December 23, 2003
109 West 78th St. Apt. #C
New York, NY 10024
Mr. Jonathan G.Katz, Secretary
Securities and Exchange Commission
450 Fifth Street, NW
Washington, DC 20549-0609
Dear Mr. Katz:
I am writing regarding the SEC proposed regulation SHO, under the Securities Exchange Act of 1934, to replace SEC rules 3b-3, 10a-1, and 10a-2. This letter will specifically address the proposal for a new uniform bid test in rule 201. This proposal is in direct conflict with fundamental objectives of a fair and orderly market place.
The new bid test proposal does not inherently restrict short sellers from effecting short sales in exchange traded securities when the price of that security is declining. Furthermore, it does not prevent short selling from being used as a tool for driving the market down.
This proposal will effectively make the market place less liquid. Restricting a short sale to at least one cent above the best bid at the time of executions will negatively impact the individual investor. The new restriction of this bid test will effect the executions of the ECNs, and will limit a customer's ability to choose where he/she can obtain the best price. Without this choice many customers will be forced out of the market place. This will inevitably decrease liquidity.

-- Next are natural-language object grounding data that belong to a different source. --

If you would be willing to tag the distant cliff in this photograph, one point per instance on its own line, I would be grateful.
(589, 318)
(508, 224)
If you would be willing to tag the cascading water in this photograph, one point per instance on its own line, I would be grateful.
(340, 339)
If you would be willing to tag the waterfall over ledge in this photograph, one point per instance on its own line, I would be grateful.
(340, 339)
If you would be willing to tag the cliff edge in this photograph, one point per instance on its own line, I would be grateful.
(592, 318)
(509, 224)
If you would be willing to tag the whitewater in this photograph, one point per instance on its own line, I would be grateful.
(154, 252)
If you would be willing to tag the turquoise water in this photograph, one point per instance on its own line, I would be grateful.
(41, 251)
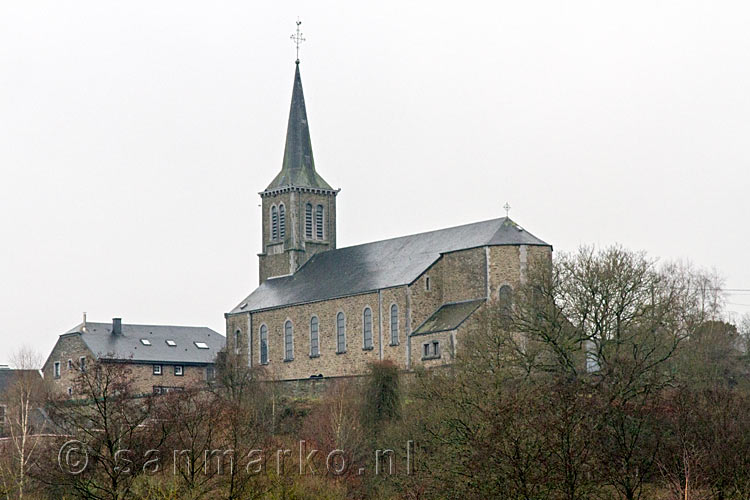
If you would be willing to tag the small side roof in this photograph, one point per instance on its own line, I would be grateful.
(448, 317)
(103, 344)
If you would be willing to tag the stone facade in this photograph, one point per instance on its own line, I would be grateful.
(476, 273)
(284, 256)
(70, 348)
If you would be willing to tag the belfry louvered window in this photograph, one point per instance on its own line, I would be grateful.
(340, 333)
(314, 337)
(288, 341)
(394, 324)
(319, 222)
(263, 344)
(282, 221)
(274, 223)
(367, 328)
(308, 221)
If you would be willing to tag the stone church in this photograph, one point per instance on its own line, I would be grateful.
(326, 311)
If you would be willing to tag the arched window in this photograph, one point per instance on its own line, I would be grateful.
(394, 324)
(263, 344)
(340, 333)
(274, 223)
(319, 222)
(367, 328)
(288, 341)
(314, 339)
(282, 221)
(308, 221)
(505, 299)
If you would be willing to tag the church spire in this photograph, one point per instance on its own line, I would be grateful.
(298, 166)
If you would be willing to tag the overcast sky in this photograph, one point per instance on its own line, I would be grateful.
(135, 136)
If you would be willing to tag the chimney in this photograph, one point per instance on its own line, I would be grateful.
(116, 326)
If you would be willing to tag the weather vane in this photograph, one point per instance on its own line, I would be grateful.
(297, 39)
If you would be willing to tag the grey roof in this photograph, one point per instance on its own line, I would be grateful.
(298, 167)
(448, 317)
(382, 264)
(99, 339)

This proposal will also make pricing less efficient. The Market Maker's ability to offset temporary imbalances in the market place is not effected by the current bid test. The investor's inability to hit a high bid because it is not at least one cent above the best bid; however, does have a negative impact on the investor who wants to sell stock at that price, and the investor who is willing to buy stock at that price. Consequently pricing is less efficient.
Thank you for your time and attention to this matter.